На более позднем этапе, как всякому известно, рынки приобрели главенствующую роль в организации внешней торговли. Однако в экономическом отношении внешние рынки полностью отличаются как от рынков местных, так и от рынков внутренних. Причем несходны они не только по объемам — у этих институтов совершенно разные функции и происхождение. Внешняя торговля подразумевает перевозку, главный ее мотив — отсутствие определенных товаров в данном регионе; историческим примером здесь может служить обмен английских шерстяных тканей на португальские вина. Местная торговля ограничивается товарами данного региона, которые, будучи слишком тяжелыми, громоздкими или скоропортящимися, транспортировке не поддаются. Таким образом, как внешняя, так и местная торговля связаны с расстоянием; первая ограничена товарами, способными его преодолеть, вторая — исключительно лишь теми, которые сделать этого не могут. Данный вид торговли справедливо называют дополняющим. Местный товарообмен между городом и деревней, внешняя торговля между странами разных климатических зон основываются именно на этом принципе. Подобная торговля не обязательно подразумевает конкуренцию; если же конкуренция вносит расстройство в торговлю, то ее устранение будет вполне логичной мерой. Внутренняя же торговля, в отличие как от внешней, так и от местной, по самой своей сути конкурентна: помимо взаимодополняющих актов обмена она включает в себя гораздо более значительную долю таких операций, в которых покупателю предлагаются на конкурентной основе сходные товары, поступившие из разных источников. А потому лишь с появлением внутренней, или национальной, торговли конкуренция начинает восприниматься как всеобщий принцип торговой деятельности.

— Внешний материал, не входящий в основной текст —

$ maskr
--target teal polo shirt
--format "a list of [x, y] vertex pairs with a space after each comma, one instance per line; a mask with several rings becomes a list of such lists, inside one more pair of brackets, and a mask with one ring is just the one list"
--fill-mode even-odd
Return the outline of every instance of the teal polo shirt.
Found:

Эти три вида торговли, столь несходные по своим экономическим функциям, имеют также различное происхождение. Мы уже вели речь о зарождении внешней торговли. Там, где перевозчикам товаров приходилось делать остановки у бродов, приморских городов, речных пристаней или же в пунктах, где пересекались сухопутные торговые пути, из этой торговли естественным путем развились рынки. «Порты» возникали на месте перегрузки товаров с одного судна на другое.[20] Недолгий расцвет знаменитых континентальных ярмарок — еще один пример того, как дальняя торговля порождала определенную разновидность рынка; здесь же можно упомянуть и английские рынки оптовой и экспортной торговли (staples), где заключались сделки на оптовую продажу и на экспорт. Но если ярмарки и «staples» исчезли с быстротой, приводящей в смущение доктринеров-эволюционистов, то портам суждено было сыграть огромную роль в развитии западноевропейских городов. Однако даже там, где города основывались на месте внешних рынков, местные рынки нередко сохраняли особый характер, и не только по своей функции, но и в отношении своей организации. А значит, ни порт, ни ярмарка, ни «staple» не были прародителями внутренних, или национальных, рынков. В таком случае, где же тогда следует нам искать их истоки?

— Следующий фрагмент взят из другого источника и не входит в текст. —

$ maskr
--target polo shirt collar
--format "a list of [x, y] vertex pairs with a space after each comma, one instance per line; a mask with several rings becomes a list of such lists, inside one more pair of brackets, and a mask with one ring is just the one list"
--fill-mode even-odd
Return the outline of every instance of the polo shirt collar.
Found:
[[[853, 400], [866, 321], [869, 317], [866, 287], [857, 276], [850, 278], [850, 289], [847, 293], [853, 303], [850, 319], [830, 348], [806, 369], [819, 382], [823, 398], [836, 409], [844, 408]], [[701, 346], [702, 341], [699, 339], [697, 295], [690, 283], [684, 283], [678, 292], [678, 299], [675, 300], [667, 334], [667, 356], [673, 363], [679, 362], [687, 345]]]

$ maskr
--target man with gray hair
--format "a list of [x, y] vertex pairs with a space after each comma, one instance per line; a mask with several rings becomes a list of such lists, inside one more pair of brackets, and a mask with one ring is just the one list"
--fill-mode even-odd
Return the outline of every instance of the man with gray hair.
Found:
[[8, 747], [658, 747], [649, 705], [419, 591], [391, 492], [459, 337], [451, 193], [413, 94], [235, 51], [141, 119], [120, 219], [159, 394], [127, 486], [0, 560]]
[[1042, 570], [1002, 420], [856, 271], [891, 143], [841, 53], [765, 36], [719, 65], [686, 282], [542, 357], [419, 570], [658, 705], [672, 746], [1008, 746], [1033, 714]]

На первый взгляд, кажется логичным предположить, что коль скоро где-либо совершаются индивидуальные акты обмена, последние с течением времени должны привести к зарождению местных рынков, а подобные рынки, раз они уже возникли, столь же естественным образом приведут к созданию рынков внутренних, или национальных. Однако ни то ни другое не соответствует действительность.